Allen Hilary I, Wing Olivia, Milkova Dara, Jackson Emilia, Li Karen, Bradshaw Lucy E, Wyatt Laura, Haines Rachel, Santer Miriam, Murphy Andrew W, Brown Sara J, Kelleher Maeve, Perkin Michael R, Jay Nicola, Smith Timothy D H, Moriarty Frank, Montgomery Alan A, Williams Hywel C, Boyle Robert J
National Heart and Lung Institute, Imperial College London, London, UK.
Centre of Evidence Based Dermatology, Lifespan and Population Health, University of Nottingham, Nottingham, UK.
Allergy. 2025 Jan;80(1):148-160. doi: 10.1111/all.16203. Epub 2024 Jun 20.
Cow's milk allergy (CMA) overdiagnosis in young children appears to be increasing and has not been well characterised. We used a clinical trial population to characterise CMA overdiagnosis and identify individual-level and primary care practice-level risk factors.
We analysed data from 1394 children born in England in 2014-2016 (BEEP trial, ISRCTN21528841). Participants underwent formal CMA diagnosis at ≤2 years. CMA overdiagnosis was defined in three separate ways: parent-reported milk reaction; primary care record of milk hypersensitivity symptoms; and primary care record of low-allergy formula prescription.

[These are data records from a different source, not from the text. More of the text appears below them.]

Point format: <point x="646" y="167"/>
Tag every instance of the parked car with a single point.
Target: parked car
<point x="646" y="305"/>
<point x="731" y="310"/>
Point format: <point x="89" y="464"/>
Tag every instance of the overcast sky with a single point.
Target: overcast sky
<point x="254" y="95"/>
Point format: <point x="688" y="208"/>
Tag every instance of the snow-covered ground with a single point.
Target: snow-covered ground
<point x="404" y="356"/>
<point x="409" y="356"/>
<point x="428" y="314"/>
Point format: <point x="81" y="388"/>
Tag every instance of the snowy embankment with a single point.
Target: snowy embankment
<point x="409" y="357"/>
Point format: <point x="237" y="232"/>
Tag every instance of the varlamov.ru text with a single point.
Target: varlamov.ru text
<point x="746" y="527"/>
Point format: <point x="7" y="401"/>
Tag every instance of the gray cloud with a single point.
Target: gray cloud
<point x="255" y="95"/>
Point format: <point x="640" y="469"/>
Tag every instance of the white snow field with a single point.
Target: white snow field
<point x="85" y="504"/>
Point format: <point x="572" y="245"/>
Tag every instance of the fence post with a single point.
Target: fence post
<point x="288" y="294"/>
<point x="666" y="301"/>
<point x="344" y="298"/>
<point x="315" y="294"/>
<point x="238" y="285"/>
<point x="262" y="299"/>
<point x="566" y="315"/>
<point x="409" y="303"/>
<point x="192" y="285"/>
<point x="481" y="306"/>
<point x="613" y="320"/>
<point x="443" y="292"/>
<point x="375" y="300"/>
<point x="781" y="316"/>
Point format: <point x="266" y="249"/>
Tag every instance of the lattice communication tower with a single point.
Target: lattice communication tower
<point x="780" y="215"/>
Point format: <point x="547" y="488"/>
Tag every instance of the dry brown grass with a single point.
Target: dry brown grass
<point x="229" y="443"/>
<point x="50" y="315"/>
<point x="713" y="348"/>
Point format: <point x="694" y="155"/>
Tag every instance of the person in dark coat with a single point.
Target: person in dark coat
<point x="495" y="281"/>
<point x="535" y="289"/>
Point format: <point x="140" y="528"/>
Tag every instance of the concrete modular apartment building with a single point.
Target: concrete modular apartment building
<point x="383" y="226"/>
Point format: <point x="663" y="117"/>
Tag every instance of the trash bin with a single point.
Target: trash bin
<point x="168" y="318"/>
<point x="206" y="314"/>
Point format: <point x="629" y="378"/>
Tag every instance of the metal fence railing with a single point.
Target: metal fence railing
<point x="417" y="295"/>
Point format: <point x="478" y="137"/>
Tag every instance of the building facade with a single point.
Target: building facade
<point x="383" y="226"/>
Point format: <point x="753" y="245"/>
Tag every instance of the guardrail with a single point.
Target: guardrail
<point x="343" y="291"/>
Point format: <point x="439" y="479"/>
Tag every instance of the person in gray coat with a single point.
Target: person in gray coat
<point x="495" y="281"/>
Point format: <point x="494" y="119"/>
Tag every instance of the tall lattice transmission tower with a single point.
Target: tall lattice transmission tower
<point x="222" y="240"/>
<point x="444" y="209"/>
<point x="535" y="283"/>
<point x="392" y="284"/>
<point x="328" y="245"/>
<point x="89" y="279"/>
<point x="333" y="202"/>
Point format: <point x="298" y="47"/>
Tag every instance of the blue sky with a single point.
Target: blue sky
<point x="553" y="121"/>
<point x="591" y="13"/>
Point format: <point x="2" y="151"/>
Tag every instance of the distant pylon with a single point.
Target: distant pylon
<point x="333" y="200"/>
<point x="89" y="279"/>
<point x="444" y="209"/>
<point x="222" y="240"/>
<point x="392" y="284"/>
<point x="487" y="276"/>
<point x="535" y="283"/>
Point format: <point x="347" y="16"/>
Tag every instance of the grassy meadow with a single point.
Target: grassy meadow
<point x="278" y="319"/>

CMA was formally diagnosed in 19 (1.4%) participants. CMA overdiagnosis was common: 16.1% had parent-reported cow's milk hypersensitivity, 11.3% primary care recorded milk hypersensitivity and 8.7% had low-allergy formula prescription. Symptoms attributed to cow's milk hypersensitivity in participants without CMA were commonly gastrointestinal and reported from a median age of 49 days. Low-allergy formula prescriptions in participants without CMA lasted a median of 10 months (interquartile range 1, 16); the estimated volume consumed was a median of 272 litres (26, 448). Risk factors for CMA overdiagnosis were high practice-based low-allergy formula prescribing in the previous year and maternal report of antibiotic prescription during pregnancy. Exclusive formula feeding from birth was associated with increased low-allergy formula prescription. There was no evidence that practice prescribing of paediatric adrenaline auto-injectors or anti-reflux medications, or maternal features such as anxiety, age, parity and socioeconomic status were associated with CMA overdiagnosis.
CMA overdiagnosis is common in early infancy. Risk factors include high primary care practice-based low-allergy formula prescribing and maternal report of antibiotic prescription during pregnancy.
幼儿牛奶蛋白过敏(CMA)的过度诊断现象似乎在增加,且尚未得到充分描述。我们利用一个临床试验人群来描述CMA过度诊断的情况,并确定个体层面和基层医疗实践层面的风险因素。
我们分析了2014年至2016年在英格兰出生的1394名儿童的数据(BEEP试验,ISRCTN21528841)。参与者在2岁及以下时接受了正式的CMA诊断。CMA过度诊断通过三种不同方式定义:家长报告的牛奶反应;基层医疗记录中的牛奶过敏症状;以及基层医疗记录中的低敏配方奶粉处方。
19名(1.4%)参与者被正式诊断为CMA。CMA过度诊断很常见:16.1%的家长报告有牛奶过敏,11.3%的基层医疗记录中有牛奶过敏,8.7%有低敏配方奶粉处方。无CMA的参与者中归因于牛奶过敏的症状通常为胃肠道症状,中位报告年龄为49天。无CMA的参与者中低敏配方奶粉处方的持续时间中位数为10个月(四分位间距1,16);估计摄入量中位数为272升(26,448)。CMA过度诊断的风险因素包括上一年基层医疗实践中低敏配方奶粉的高处方率以及母亲报告孕期使用抗生素。出生后纯配方奶喂养与低敏配方奶粉处方增加有关。没有证据表明基层医疗实践中开具儿科肾上腺素自动注射器或抗反流药物,或母亲的特征如焦虑、年龄、产次和社会经济地位与CMA过度诊断有关。
CMA过度诊断在婴儿早期很常见。风险因素包括基层医疗实践中低敏配方奶粉的高处方率以及母亲报告孕期使用抗生素。